Kisah tentang sebuah musyawarah

Sungguhpun begitu, ia tak dapat membiarkan hal itu dalam kekacauan tanpa ada ketentuan antara orang-orang awam dengan kalangan terkemuka tertentu, setelah ia melihat segala yang terjadi di Saqifah menyusul kematian Rasulullah. Keadaan sekarang lebih genting daripada keadaan waktu itu. Semua orang Arab sudah melibatkan diri dalam perang dengan Persia dan Rumawi, masing-masing kabilah sudah mendakwakan diri berhak masuk dalam pemilihan khalifah, seperti halnya dengan kaum Muhajirin dan Ansar, kalaupun memang belum ada kabilah yang mendakwakan diri berhak mencalonkan pemimpinnya menduduki jabatan khalifah. Dalam keadaan semacam ini Umar lebih banyak menyadari daripada yang lain, bahaya yang sedang mengancam Arab dan kedaulatan yang baru tumbuh itu. Oleh karena itu, tak lama setelah pertukaran pendapat itu, jabatan khalifah kemudian dimusyawarahkan di antara enam orang tokoh, yakni Usman bin Affan, Ali bin Abi Talib, Zubair bin Awwam, Talhah bin Ubaidillah, Abdur-Rahman bin Auf dan Sa'd bin Abi Waqqas.
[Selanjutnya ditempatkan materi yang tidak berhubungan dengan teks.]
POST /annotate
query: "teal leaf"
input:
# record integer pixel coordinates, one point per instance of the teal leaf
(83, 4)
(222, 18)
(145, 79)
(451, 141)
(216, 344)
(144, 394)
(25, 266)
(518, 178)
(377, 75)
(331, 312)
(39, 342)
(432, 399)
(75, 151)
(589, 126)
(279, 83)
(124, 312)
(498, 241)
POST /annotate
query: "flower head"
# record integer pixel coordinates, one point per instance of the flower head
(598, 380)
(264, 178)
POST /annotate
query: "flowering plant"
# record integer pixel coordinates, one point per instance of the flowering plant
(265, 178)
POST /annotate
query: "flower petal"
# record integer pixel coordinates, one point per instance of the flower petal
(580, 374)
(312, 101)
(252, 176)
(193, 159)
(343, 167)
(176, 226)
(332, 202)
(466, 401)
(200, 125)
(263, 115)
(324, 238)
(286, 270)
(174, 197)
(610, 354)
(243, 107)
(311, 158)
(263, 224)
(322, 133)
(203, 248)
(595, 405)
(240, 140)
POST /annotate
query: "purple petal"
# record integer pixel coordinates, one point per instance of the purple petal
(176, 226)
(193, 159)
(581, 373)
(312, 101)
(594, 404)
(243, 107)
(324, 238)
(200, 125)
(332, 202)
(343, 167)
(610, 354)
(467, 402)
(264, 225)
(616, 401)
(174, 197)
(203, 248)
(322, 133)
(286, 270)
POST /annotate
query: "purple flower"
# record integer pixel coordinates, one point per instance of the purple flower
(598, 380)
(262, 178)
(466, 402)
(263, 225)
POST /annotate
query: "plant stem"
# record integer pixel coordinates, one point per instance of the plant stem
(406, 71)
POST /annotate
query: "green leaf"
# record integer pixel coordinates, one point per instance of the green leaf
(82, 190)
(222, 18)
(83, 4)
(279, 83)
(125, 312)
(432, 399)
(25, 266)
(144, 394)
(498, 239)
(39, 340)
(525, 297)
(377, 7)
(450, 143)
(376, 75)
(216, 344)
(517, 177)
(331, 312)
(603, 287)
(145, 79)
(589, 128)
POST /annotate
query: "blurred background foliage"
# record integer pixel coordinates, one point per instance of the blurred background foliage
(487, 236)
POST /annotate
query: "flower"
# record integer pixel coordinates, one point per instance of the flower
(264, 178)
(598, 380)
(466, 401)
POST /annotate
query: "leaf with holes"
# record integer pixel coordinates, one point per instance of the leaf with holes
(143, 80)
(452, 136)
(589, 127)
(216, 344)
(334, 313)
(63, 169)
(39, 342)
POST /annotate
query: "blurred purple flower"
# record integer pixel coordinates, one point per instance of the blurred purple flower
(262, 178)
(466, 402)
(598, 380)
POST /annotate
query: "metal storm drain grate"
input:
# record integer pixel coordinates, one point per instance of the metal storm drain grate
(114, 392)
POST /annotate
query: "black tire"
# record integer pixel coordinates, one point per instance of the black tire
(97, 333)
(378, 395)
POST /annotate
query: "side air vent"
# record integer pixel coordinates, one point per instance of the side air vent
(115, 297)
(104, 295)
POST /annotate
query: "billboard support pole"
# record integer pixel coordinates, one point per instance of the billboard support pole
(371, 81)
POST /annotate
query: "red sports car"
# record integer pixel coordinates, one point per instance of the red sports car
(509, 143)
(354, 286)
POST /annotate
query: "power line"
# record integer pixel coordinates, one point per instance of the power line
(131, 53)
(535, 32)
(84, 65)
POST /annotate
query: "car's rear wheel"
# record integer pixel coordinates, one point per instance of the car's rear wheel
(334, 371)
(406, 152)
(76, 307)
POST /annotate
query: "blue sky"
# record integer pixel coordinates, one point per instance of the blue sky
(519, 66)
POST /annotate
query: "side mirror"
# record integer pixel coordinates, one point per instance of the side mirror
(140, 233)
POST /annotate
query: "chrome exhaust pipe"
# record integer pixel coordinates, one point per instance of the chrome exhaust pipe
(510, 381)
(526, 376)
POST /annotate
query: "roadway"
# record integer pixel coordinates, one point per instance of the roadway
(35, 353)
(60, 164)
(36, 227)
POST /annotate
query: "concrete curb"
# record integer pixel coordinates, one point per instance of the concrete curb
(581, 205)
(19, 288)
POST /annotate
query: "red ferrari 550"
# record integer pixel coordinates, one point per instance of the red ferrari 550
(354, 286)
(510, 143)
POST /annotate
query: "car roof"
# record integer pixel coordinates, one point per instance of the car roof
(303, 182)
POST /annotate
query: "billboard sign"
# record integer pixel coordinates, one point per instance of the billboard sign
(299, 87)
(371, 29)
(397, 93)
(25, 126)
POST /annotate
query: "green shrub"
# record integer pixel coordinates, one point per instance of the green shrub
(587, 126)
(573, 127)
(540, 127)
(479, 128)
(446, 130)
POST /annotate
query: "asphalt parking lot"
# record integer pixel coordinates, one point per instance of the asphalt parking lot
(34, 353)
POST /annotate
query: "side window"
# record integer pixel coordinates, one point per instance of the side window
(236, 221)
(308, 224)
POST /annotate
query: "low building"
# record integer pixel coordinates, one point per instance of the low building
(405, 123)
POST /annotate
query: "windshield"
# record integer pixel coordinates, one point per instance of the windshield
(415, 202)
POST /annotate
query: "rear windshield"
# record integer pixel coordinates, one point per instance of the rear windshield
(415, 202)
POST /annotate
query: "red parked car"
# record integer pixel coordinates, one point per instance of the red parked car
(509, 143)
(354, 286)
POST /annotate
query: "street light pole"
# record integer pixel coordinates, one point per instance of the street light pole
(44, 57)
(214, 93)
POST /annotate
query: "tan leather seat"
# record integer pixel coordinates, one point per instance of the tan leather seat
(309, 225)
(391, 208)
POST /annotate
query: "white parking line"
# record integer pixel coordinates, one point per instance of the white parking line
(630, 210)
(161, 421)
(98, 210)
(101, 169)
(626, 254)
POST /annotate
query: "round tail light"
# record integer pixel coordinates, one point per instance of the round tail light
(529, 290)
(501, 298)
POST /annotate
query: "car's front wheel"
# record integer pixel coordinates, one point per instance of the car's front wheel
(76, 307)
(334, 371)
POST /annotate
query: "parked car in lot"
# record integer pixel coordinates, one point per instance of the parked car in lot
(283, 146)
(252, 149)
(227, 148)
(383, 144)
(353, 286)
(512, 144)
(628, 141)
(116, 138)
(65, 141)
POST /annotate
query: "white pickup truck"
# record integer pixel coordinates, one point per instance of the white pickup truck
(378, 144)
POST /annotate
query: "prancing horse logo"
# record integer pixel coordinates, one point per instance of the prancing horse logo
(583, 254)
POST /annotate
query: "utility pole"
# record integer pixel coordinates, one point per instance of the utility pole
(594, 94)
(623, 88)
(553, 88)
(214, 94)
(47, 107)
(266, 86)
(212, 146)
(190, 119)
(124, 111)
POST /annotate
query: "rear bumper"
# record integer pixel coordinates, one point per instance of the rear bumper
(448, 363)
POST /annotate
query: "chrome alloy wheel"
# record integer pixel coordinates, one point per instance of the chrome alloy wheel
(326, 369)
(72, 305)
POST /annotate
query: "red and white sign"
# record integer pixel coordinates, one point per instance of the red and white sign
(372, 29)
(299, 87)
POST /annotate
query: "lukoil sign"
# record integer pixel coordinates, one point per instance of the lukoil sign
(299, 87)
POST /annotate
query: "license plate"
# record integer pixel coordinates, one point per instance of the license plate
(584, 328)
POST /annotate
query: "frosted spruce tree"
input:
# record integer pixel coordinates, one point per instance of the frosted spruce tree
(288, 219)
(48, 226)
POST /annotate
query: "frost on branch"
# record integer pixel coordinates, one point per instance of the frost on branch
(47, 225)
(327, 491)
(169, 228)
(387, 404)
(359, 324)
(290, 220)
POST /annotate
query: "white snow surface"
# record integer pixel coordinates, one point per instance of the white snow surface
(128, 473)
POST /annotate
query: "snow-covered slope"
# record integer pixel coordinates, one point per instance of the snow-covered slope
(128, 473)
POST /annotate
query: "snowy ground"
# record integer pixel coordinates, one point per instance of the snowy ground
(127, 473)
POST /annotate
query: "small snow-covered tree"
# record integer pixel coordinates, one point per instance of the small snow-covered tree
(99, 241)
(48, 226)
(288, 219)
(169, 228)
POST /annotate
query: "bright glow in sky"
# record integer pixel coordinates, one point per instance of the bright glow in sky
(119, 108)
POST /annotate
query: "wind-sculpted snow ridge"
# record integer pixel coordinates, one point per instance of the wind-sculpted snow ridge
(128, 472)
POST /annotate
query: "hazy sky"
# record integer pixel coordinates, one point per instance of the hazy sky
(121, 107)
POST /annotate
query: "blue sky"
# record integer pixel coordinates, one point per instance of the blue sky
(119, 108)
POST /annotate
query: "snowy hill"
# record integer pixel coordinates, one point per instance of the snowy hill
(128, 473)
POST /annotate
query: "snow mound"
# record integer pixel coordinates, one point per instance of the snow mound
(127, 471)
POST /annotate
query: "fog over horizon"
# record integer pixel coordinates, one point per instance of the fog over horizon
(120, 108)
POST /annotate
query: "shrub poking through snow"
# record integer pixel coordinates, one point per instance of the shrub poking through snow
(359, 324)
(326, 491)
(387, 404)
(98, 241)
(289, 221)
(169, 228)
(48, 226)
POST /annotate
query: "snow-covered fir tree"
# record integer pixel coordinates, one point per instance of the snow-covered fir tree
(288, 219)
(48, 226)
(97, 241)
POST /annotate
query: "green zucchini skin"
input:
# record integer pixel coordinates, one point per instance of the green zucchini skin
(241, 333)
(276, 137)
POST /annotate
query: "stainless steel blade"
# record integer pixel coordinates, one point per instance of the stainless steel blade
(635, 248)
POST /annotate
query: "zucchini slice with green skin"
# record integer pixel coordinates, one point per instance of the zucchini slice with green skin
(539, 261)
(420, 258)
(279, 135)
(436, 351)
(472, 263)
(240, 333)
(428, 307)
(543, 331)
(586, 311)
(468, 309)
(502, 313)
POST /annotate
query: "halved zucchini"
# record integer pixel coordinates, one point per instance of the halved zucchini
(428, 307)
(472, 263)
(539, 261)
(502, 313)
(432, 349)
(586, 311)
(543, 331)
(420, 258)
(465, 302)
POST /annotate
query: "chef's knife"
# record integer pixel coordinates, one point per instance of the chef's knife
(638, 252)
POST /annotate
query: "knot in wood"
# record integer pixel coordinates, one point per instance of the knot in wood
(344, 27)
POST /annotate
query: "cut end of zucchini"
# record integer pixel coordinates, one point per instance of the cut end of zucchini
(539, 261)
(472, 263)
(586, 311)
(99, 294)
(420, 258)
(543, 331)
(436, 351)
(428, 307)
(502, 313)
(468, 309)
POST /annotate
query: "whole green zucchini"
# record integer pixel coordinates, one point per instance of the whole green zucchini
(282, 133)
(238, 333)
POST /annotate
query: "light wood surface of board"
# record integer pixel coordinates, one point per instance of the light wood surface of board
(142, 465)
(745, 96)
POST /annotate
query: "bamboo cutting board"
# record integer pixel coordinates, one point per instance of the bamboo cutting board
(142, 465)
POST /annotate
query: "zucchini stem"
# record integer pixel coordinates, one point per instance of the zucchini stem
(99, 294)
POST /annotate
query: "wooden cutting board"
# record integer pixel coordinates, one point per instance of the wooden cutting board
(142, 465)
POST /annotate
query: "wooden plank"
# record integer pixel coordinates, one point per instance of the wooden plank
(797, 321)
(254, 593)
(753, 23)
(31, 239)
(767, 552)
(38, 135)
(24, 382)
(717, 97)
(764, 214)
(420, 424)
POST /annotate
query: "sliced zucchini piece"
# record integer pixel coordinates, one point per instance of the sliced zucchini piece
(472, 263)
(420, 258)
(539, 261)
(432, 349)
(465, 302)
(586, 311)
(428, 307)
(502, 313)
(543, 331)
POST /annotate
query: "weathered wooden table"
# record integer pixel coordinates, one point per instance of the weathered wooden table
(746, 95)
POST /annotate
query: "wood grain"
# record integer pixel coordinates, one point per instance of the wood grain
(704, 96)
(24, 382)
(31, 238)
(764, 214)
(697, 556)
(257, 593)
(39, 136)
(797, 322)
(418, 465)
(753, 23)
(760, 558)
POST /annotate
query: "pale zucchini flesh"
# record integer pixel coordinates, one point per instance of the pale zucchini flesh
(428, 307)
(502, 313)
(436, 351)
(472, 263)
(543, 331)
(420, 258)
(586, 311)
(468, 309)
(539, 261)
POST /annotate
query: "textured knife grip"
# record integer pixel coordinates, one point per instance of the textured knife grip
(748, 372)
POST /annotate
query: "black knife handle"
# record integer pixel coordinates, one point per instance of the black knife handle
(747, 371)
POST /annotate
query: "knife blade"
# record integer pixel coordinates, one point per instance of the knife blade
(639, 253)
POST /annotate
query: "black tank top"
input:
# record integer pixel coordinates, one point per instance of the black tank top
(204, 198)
Mengenai pergantian mereka sebagai khalifah, yang terkenal sekali kata-kata Umar ini: "Saya tidak melihat ada orang yang lebih berhak menjadi khalifah daripada mereka; ketika akan wafat Rasulullah merasa sangat senang hati terhadap mereka; maka siapa pun di antara mereka yang terpilih, dialah yang menjadi khalifah sesudah saya." Sesudah nama-nama keenam orang itu disebutkan, ia melanjutkan: "Kalau pilihan jatuh pada Sa'd, maka dialah orangnya. Tetapi kalaupun tidak, siapa saja yang menjadi khalifah, berikanlah perhatian kepadanya. Saya memecatnya bukan karena ketidakmampuannya atau karena pengkhianatan."6

Orang sudah tahu apa yang telah dikerjakan Umar. Mereka senang dengan hasil pekerjaannya itu. Orang-orang yang diajak bermusyawarah soal pencalonan khalifah itu dipanggilnya lalu katanya: "Ali, demi Allah, sungguh sangat kuharapkan, jika Anda yang memegang pimpinan, hendaklah Anda mengajak Banu Hasyim ikut bertanggung jawab terhadap semua orang! Usman, demi Allah, sungguh sangat kuharapkan, jika Anda yang memegang pimpinan, hendaklah Anda mengajak Banu Abu Mua'it ikut bertanggung jawab terhadap semua orang! Sa'd, demi Allah, sungguh sangat kuharapkan, jika Anda yang memegang pimpinan, hendaklah Anda mengajak keluarga dekatmu ikut bertanggung jawab terhadap semua orang! Dan dia mengimbau yang lain juga seperti itu. Kemudian katanya: Pergilah kalian dan bermusyawarahlah, kemudian putuskanlah segala persoalan kalian, dan biarlah Suhaib mengimami salat jamaah.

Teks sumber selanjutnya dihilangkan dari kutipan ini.